Markets’ Hopes for Fed Interest Rate Cuts Are Rapidly Fading Away
- As both energy prices and inflation fears pop, expectations for Federal Reserve (Fed) interest rate cuts are sliding, reflecting a shift in market sentiment as inflation risks resurface. Traders in recent days have abandoned hopes of an early summer easing from the central bank, a change in thinking that coincided with the U.S.-Israel attacks on Iran and a burst in oil prices to around $100 a barrel.
- Before the conflict, the market anticipation had been for a quarter percentage point rate reduction in June 2026, likely another one in September 2026, and an outside chance of even three, depending on how the economics played out, according to the CME Group’s FedWatch calculations, highlighting how expectations for policy easing were previously stronger.

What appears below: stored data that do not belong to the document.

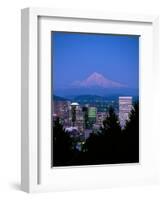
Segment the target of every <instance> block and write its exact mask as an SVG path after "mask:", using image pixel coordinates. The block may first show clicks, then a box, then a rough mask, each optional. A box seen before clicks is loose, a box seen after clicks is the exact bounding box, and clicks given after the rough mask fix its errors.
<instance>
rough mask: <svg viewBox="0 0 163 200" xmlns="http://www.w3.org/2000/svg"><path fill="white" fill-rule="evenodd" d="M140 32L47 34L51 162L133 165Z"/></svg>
mask: <svg viewBox="0 0 163 200" xmlns="http://www.w3.org/2000/svg"><path fill="white" fill-rule="evenodd" d="M139 40H140V35H120V34H108V33H107V34H106V33H105V34H104V33H84V32H63V31H52V32H51V63H52V64H51V131H52V133H51V136H52V137H51V144H49V145H51V160H52V161H51V166H52V167H68V166H89V165H109V164H129V163H139V161H140V160H139V159H140V156H139V153H140V152H139V146H140V145H139V134H140V133H139V46H140V45H139V43H140V41H139Z"/></svg>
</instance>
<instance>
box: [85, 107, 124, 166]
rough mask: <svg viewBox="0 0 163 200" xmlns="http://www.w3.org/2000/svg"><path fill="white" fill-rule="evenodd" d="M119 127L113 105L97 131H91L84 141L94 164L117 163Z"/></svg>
mask: <svg viewBox="0 0 163 200" xmlns="http://www.w3.org/2000/svg"><path fill="white" fill-rule="evenodd" d="M121 136H122V134H121V127H120V123H119V120H118V117H117V115H116V114H115V111H114V109H113V107H110V108H109V113H108V116H107V117H106V119H105V120H104V121H103V127H101V130H100V132H99V133H97V134H95V133H92V135H91V136H90V138H88V140H87V142H86V147H87V154H88V157H89V160H91V161H92V162H95V164H107V163H117V162H118V161H119V156H120V155H119V152H120V148H119V146H120V142H121Z"/></svg>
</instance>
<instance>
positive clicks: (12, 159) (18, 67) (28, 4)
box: [0, 0, 163, 200]
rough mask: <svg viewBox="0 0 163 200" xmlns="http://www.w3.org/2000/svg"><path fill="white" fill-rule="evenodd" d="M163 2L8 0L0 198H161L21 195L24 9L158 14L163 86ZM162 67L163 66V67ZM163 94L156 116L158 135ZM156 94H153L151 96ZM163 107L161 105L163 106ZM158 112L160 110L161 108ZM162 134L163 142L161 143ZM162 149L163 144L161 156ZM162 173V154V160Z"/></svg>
mask: <svg viewBox="0 0 163 200" xmlns="http://www.w3.org/2000/svg"><path fill="white" fill-rule="evenodd" d="M161 2H162V1H161V0H151V1H149V0H134V1H131V0H123V1H122V0H119V1H118V0H4V1H1V3H0V28H1V30H0V70H1V71H0V136H1V137H0V199H17V200H19V199H23V200H26V199H36V200H37V199H46V200H49V199H57V200H58V199H61V200H62V199H72V200H73V199H79V200H80V199H125V200H128V199H132V200H134V199H149V200H150V199H152V200H153V199H157V200H159V199H163V173H162V171H161V175H160V178H161V181H160V185H159V186H150V187H149V186H144V187H124V188H112V189H108V190H96V191H93V190H92V191H75V192H74V191H73V192H62V193H61V192H58V193H44V194H26V193H24V192H21V191H20V104H21V102H20V9H21V8H24V7H31V6H35V7H53V8H65V9H69V8H71V9H81V10H84V9H87V10H92V11H95V10H105V11H108V12H109V11H111V12H126V13H138V14H139V13H140V14H159V15H160V71H159V74H160V85H161V84H162V87H163V78H162V80H161V76H162V75H163V69H161V66H163V65H162V64H163V60H162V58H161V56H162V55H161V52H162V54H163V39H162V37H163V5H161ZM162 68H163V67H162ZM162 94H163V89H162V91H161V89H160V98H159V99H158V101H157V102H158V104H159V109H158V111H157V116H156V117H157V118H158V126H159V127H160V133H161V131H162V133H163V129H162V127H161V124H162V123H161V122H162V119H161V117H162V115H161V113H163V103H162V102H163V95H162ZM151 95H152V91H151ZM161 103H162V105H161ZM157 108H158V106H157ZM162 141H163V136H162V135H161V138H160V143H161V144H162ZM162 153H163V147H162V145H161V154H162ZM160 160H161V169H163V155H161V158H160Z"/></svg>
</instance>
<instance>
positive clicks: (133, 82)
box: [21, 8, 159, 192]
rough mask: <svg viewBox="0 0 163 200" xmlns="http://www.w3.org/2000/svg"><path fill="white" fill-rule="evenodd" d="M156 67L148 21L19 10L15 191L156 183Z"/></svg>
mask: <svg viewBox="0 0 163 200" xmlns="http://www.w3.org/2000/svg"><path fill="white" fill-rule="evenodd" d="M157 67H158V17H157V16H134V15H131V16H128V15H118V14H108V13H100V12H99V13H92V12H89V13H86V12H84V13H83V12H79V11H71V12H68V11H60V10H53V9H43V8H42V9H40V8H29V9H28V8H27V9H23V10H22V150H21V152H22V154H21V160H22V161H21V163H22V174H21V177H22V190H24V191H26V192H36V191H47V190H51V191H59V190H70V189H86V188H107V187H111V186H123V185H143V184H154V183H157V182H158V176H159V174H158V151H159V150H158V141H159V135H158V133H159V130H158V127H157V121H156V119H155V117H154V113H155V112H156V111H155V106H154V105H155V103H157V97H158V92H157V89H156V88H157ZM151 91H152V94H151Z"/></svg>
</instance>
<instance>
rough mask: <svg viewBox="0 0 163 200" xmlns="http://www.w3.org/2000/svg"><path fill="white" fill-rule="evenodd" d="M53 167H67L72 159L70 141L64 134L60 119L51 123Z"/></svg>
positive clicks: (71, 146)
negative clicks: (52, 129) (68, 163)
mask: <svg viewBox="0 0 163 200" xmlns="http://www.w3.org/2000/svg"><path fill="white" fill-rule="evenodd" d="M52 138H53V148H52V150H53V152H52V154H53V166H63V165H68V163H69V161H70V160H71V157H72V146H73V145H72V143H73V141H72V139H71V137H70V136H69V135H68V133H67V132H65V130H64V128H63V125H62V124H61V122H60V119H59V118H57V119H56V120H55V121H54V122H53V137H52Z"/></svg>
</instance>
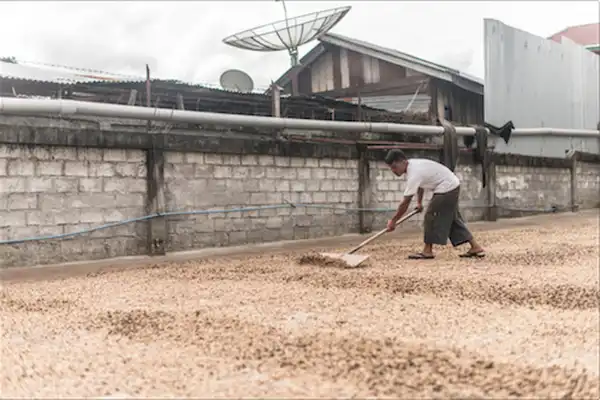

- Much of the thinking behind that approach was that a softening labour market, moderating inflation and a new dovish chair coming on board in May 2026 would push the Fed into an easing posture. However, at least as long as the Iran drama plays out, the expectations now are that fighting inflation will remain paramount.
- A higher inflation path will make it harder for the Fed to start cutting soon, and as such, Goldman Sachs officially adjusted its rate forecast, pushing back the next cut to September from June, though it still thinks the Fed could lower once more before the end of 2026.
- Additionally, traders in the fed funds futures market have taken even a September cut off the table and now see only one coming, in December, according to the CME gauge, with no additional cuts priced in until well into 2027 or even into the early part of 2028, despite expectations surrounding the arrival of a new Fed chair.
- The Fed will get another look at inflation data when the Commerce Department releases the personal consumption expenditures price index data for January 2026, while the rate-setting Federal Open Market Committee issues its next rate decision on March 18, 2026, and traders are assigning a nearly 100% probability to the committee staying on hold.